Caretakers in the post have always had short runs, though even the likes of Steve McClaren and Kevin Keegan as official, full-time England bosses at least had a year to prove how inept they were; Allardyce’s 67 days has set a new and unenviable record. Don Revie was crucified by the press for bailing out of the job after just three years in 1977, despite them calling for his head on a plate; that he accepted a well-paid post managing the United Arab Emirates immediately thereafter, securing his financial future at a time when running a pub was the best ex-players and managers could hope for, was greeted with outrage, though hindsight bestows a less malignant sheen on Revie’s actions. Now that the game is awash with money at the highest level, the suicidal greed of Allardyce seems especially repugnant.

The decision of the Telegraph to pursue this entrapment exposé, however – following a recognised path that has caught out numerous politicians and minor royals over the years – raises many questions. Was the motivation merely to catch out another public figure, thus giving their readership one more opportunity to adopt a smug, holier-than-thou attitude, or were they determined to bring down the latest holder of an unenviable job because it presented them with the prospect of endless headlines bemoaning the ‘national disgrace’ of the national sport, thus hoping to arrest falling sales of their paper? Probably a bit of both, I suppose.

The British public like nothing more than rounding on an individual lacking in the kind of fantasy humility that few demonstrate when presented with a something-for-nothing windfall; in a get-rich-quick culture fuelled by rampant acquisitiveness and the expectation of an instant fortune that will spare its recipient the long, hard slog of earning it, how many would behave differently to Sam Allardyce if placed in his position? Not that his behaviour is in anything other than deplorable (considering the kind of wage he would have been on as England boss, an estimated £3 million-a-year), but to pretend the majority – let alone Fleet Street – would react with unimpeachable piety if served up a similar offer on the same silver salver is laughably sanctimonious.

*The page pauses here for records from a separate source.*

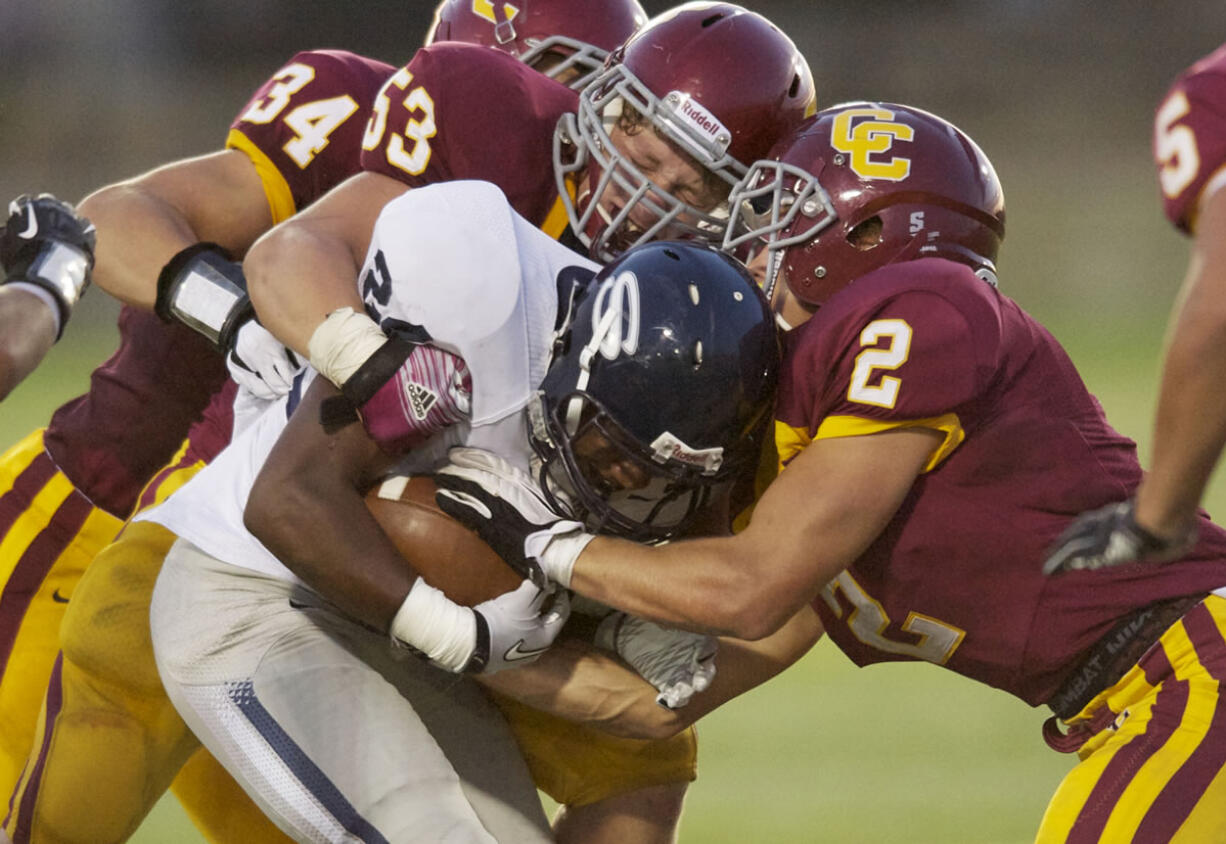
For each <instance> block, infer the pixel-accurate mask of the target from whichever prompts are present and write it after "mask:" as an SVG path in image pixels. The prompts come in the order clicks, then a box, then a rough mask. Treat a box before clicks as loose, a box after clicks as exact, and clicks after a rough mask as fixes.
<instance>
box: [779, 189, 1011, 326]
mask: <svg viewBox="0 0 1226 844" xmlns="http://www.w3.org/2000/svg"><path fill="white" fill-rule="evenodd" d="M880 199H881V201H880V202H875V204H874V202H868V204H866V205H863V206H862V207H859V209H858V210H857V213H856V216H855V217H851V218H848V220H836V221H835V224H834V226H830V227H829V228H826V231H824V232H821V233H820V234H819V236H818V237H815V238H813V239H810V240H809V242H808V243H805V244H803V245H794V247H790V248H787V249H786V251H785V256H783V261H782V267H783V271H785V272H786V274H787V286H788V290H790V291H791V292H792V294H793V296H794V297H796V298H797V299H799V301H801V302H804V303H805V304H809V305H821V304H825V302H826V301H828V299H829V298H830V297H831V296H834V294H835V293H837V292H839V291H840V290H842V288H843V287H847V286H848V285H850V283H852V282H853V281H855V280H856V278H859V277H861V276H863V275H867V274H869V272H872V271H873V270H875V269H878V267H881V266H886V265H888V264H896V263H899V261H908V260H915V259H917V258H950V259H953V260H956V261H959V263H961V264H969V265H972V266H973V267H975V269H976V270H978V269H988V270H993V271H994V270H996V258H997V253H998V250H999V248H1000V240H1002V237H1003V234H1000V233H998V231H997V223H996V221H992V220H991V218H987V217H986V215H982V213H981V212H980V211H977V210H975V209H971V207H967V206H962V205H960V204H956V202H950V201H948V200H945V199H944V198H940V196H932V195H913V196H908V195H907V194H905V193H897V194H888V195H884V196H881V198H880ZM873 221H879V224H880V226H879V232H878V234H877V237H875V238H864V237H858V236H859V234H861V233H862V232H864V231H866V228H867V224H868V223H870V222H873ZM799 224H801V226H803V222H802V223H799Z"/></svg>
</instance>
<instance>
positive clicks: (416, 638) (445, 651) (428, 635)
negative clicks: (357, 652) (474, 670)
mask: <svg viewBox="0 0 1226 844" xmlns="http://www.w3.org/2000/svg"><path fill="white" fill-rule="evenodd" d="M390 633H391V637H392V639H396V640H400V642H403V643H405V644H407V645H409V646H412V648H416V649H417V650H419V651H422V653H423V654H425V655H427V656H428V658H429V659H430V661H433V662H435V664H436V665H439V666H441V667H444V669H446V670H447V671H454V672H456V673H459V672H460V671H463V667H465V666H466V665H467V664H468V660H470V659H472V651H473V649H474V648H476V646H477V618H476V617H474V616H473V613H472V610H470V608H468V607H462V606H460V605H459V604H456V602H455V601H452V600H451V599H450V597H447V596H446V595H444V594H443V591H441V590H438V589H435V588H434V586H432V585H429V584H428V583H425V581H424V580H422V579H421V578H418V579H417V583H414V584H413V588H412V589H409V590H408V595H407V596H406V597H405V602H403V604H401V605H400V610H397V611H396V617H395V618H392V620H391V631H390Z"/></svg>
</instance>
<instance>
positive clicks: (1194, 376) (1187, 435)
mask: <svg viewBox="0 0 1226 844" xmlns="http://www.w3.org/2000/svg"><path fill="white" fill-rule="evenodd" d="M1167 343H1168V347H1167V353H1166V361H1165V363H1163V369H1162V388H1161V393H1160V395H1159V406H1157V415H1156V420H1155V428H1154V458H1152V461H1151V467H1152V470H1151V474H1150V475H1149V476H1146V478H1145V481H1144V482H1143V483H1141V487H1140V488H1139V489H1138V493H1137V520H1138V523H1140V524H1141V526H1144V527H1148V529H1150V530H1152V531H1154V532H1156V534H1159V535H1160V536H1175V535H1178V534H1179V531H1181V530H1183V529H1184V527H1187V525H1188V524H1189V523H1190V521H1192V519H1193V518H1194V515H1195V509H1197V504H1198V503H1199V502H1200V498H1201V496H1203V494H1204V491H1205V486H1206V485H1208V482H1209V476H1210V475H1211V472H1213V469H1214V465H1215V464H1216V462H1217V460H1219V455H1220V454H1221V450H1222V447H1224V445H1226V390H1224V389H1222V384H1226V190H1221V189H1220V190H1217V191H1216V193H1215V194H1214V195H1213V196H1210V198H1209V201H1208V202H1206V204H1205V207H1204V209H1203V211H1201V215H1200V218H1199V222H1198V228H1197V239H1195V243H1194V245H1193V251H1192V259H1190V261H1189V265H1188V274H1187V277H1186V278H1184V282H1183V287H1182V290H1181V294H1179V302H1178V304H1177V307H1176V315H1175V318H1173V320H1172V323H1171V326H1170V330H1168V337H1167Z"/></svg>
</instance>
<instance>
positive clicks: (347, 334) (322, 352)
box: [307, 308, 387, 386]
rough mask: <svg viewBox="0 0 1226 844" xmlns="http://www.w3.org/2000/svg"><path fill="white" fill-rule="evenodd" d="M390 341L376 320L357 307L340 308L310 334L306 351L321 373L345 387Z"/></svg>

Whatever the reasons behind the sting, the national side of the national sport has again been abandoned by one more ‘saviour’, and at a moment when its ability to generate national pride is at a particular low ebb in the wake of the summer’s embarrassments. Sven and Fabio were the great experiments in looking farther afield than the British Isles, yet neither achieved much other than collecting handsome redundancy packages when the inevitable axe fell; and the paucity of Englishmen managing football clubs at the top level means the talent pool for recruitment is more threadbare than it has been at any time since Walter Winterbottom was the first man promoted to the post in 1946.

Yes, we’ve been here before; but Jeremy Corbyn has more chance of filling his frontbench with outstanding Parliamentarians that will win over the non-Momentum electorate than the FA have of finding a dynamic English coach with enough experience of managing millionaire Prima Donnas to make a success of a job that has ruined the reputation of every man to take it on since Alf Ramsey.

The dismal showing of England when up against a team of part-timers from Iceland proved it’s no easy task to mould a group of average players accustomed to plying their weekly trade alongside top overseas talent into a successful all-English unit; Sam Allardyce may have cracked the conundrum, but he would most likely have ended up sacked within a year before returning to the Premier League touchline at the likes of Burnley or Bournemouth.

All this incident has done is to bring forward the decision for the FA by twelve months, embarking on another search for another ultimate failure who can at least look forward to a golden handshake before being waved off on his way. With just the one World Cup qualifier under its belt, the national side now has a series of fixtures to play under the guidance of one more caretaker, in this case Gareth Southgate, while the FA is faced with filling a vacant post that has few capable of filling it. They think it’s all over; and for the England team, it almost feels like it is now.